À l’âge de 44 jours, les chiots Mini Bergers Australiens ne marchent plus. Ils filent. Ils volent presque. Leur course, encore hésitante il y a une semaine, devient maintenant un véritable petit galop, joyeux et désorganisé, comme une symphonie de vie qui explose dans le jardin. Ils se cherchent, se poursuivent, se frôlent, et parfois se télescopent dans des roulés-boulés de bonheur.

Le monde est un terrain de jeu infini.

Et aujourd’hui, le monde leur a fait un cadeau : les anciennes peluches des enfants. Un vieux tigre fatigué au pelage rêche. Un ours bleu un peu délavé. Une licorne qui ne tient plus debout. Petits trésors froissés de tendresse, recyclés en jouets d’une nouvelle génération d’âmes curieuses.
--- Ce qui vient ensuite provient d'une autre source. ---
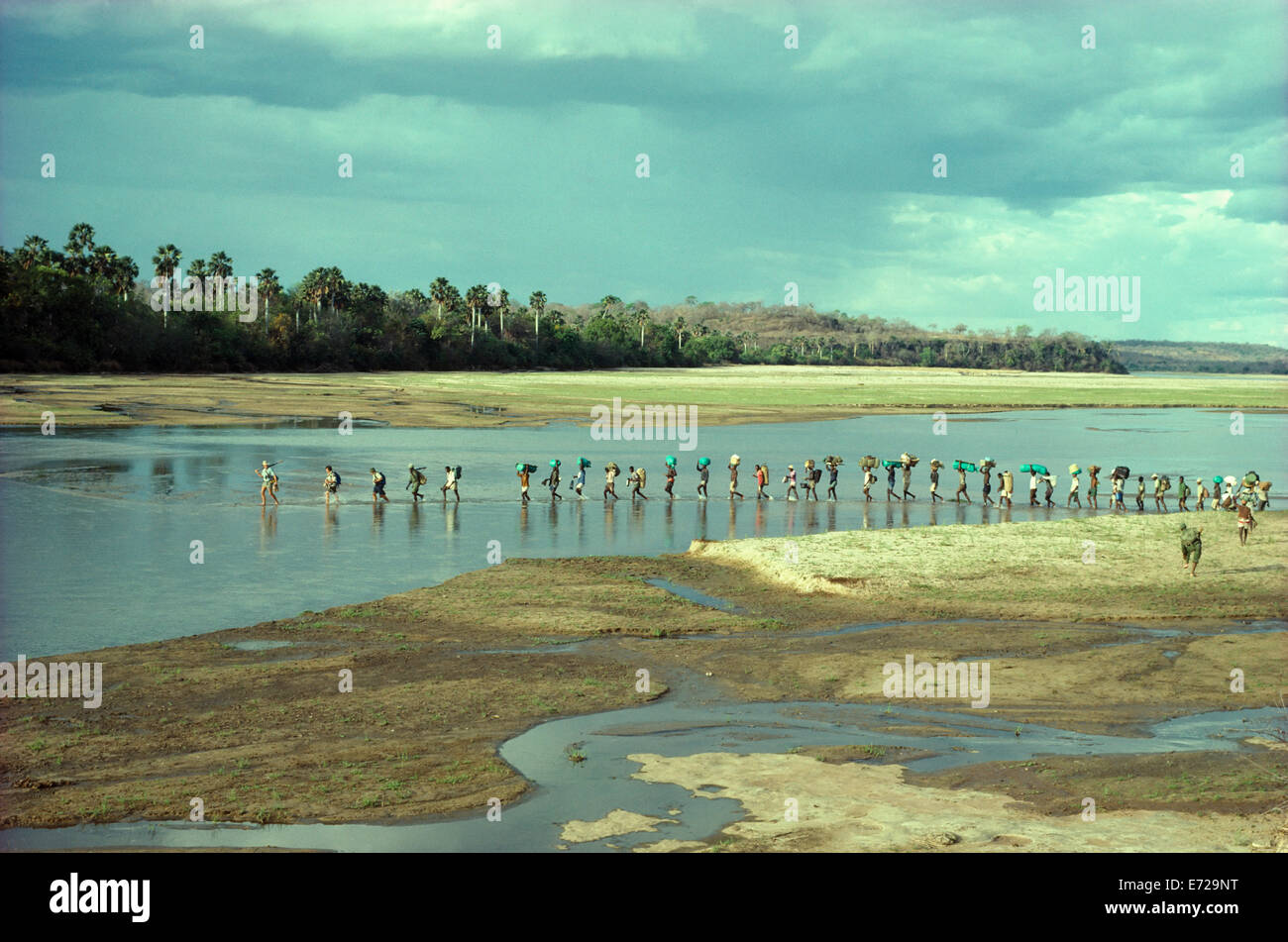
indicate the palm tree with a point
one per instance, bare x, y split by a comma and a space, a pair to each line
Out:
537, 301
124, 274
35, 251
165, 262
78, 249
269, 287
222, 267
502, 306
335, 287
102, 262
643, 319
606, 304
476, 299
198, 270
441, 291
Ils n’ont pas de valeur marchande, mais une immense valeur affective — et ça, les chiots le sentent.

Des peluches chargées de mémoire

Il y a quelque chose de beau et d’émouvant à voir ces boules de poils mordiller doucement ce qui a autrefois rassuré des mains d’enfants. L’odeur du passé flotte sur les tissus, et peut-être que cette douceur familière les calme un peu, entre deux cavalcades.
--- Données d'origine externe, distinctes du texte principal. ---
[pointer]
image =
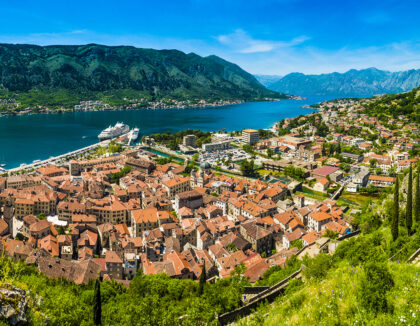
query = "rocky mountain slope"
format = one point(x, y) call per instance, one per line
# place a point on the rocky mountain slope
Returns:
point(357, 83)
point(95, 67)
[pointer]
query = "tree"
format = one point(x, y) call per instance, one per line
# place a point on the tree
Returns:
point(247, 167)
point(417, 204)
point(97, 305)
point(376, 281)
point(372, 163)
point(409, 206)
point(203, 279)
point(395, 217)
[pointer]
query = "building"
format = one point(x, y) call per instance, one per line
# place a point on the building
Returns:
point(322, 185)
point(323, 171)
point(189, 140)
point(144, 166)
point(293, 142)
point(176, 186)
point(260, 238)
point(357, 158)
point(144, 219)
point(114, 265)
point(250, 136)
point(191, 199)
point(219, 146)
point(380, 181)
point(318, 219)
point(360, 179)
point(76, 167)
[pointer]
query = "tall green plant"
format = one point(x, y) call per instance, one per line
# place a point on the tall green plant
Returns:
point(409, 207)
point(395, 217)
point(97, 304)
point(417, 204)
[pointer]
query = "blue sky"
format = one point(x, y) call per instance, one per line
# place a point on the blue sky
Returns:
point(262, 36)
Ils attrapent une oreille, la secouent, grognent pour jouer. Puis se la font voler par un frère ou une sœur plus rapide. On assiste à de véritables petites scènes de théâtre : drames, conquêtes, fuites, retrouvailles. Le tout rythmé par leurs cris, leurs bonds, et leurs queues en tire-bouchon.
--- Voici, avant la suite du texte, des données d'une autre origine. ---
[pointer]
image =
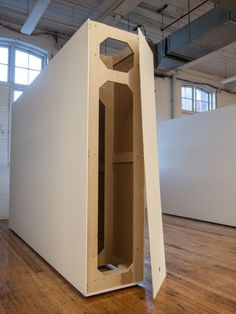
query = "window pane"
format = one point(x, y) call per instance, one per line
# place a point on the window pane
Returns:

Un âge de découvertes sensorielles

À 44 jours, les chiots sont dans une phase clé de leur développement sensoriel et cognitif. Leur coordination motrice s’affine. Leur vue est bien en place, leur ouïe alerte. Ils apprennent à doser leur force, à explorer, à socialiser, à manipuler les objets. Chaque jour, leur cerveau fait des milliers de connexions. Le jeu est leur manière d’apprendre, et chaque peluche devient pour eux une mini-école.

Ils apprennent le partage, la frustration, la surprise, la joie simple de retrouver une odeur familière. Ils s’éveillent au monde avec cette confiance que seule une enfance bien entourée peut offrir.

Un spectacle vivant, chaque jour différent

Les observer, c’est ralentir. C’est revenir à l’essentiel. À la joie de vivre brute. Ces chiots nous rappellent qu’on peut courir sans but, juste pour le plaisir de sentir l’herbe sous ses pattes. Qu’un vieux jouet peut devenir un trésor. Qu’on peut s’aimer fort, même en grognant un peu pour un doudou.

Et pendant que le soleil décline doucement, ils continuent leur ballet joyeux, fatigués mais encore pleins d’élan. Leurs petites respirations haletantes se mêlent au bruissement des feuilles, à la caresse du vent.

Demain, ils auront encore grandi. Ils iront un peu plus loin. Ils comprendront un peu plus le monde. Mais aujourd’hui, ils courent, libres, le cœur rempli d’enfance et les babines pleines de laine.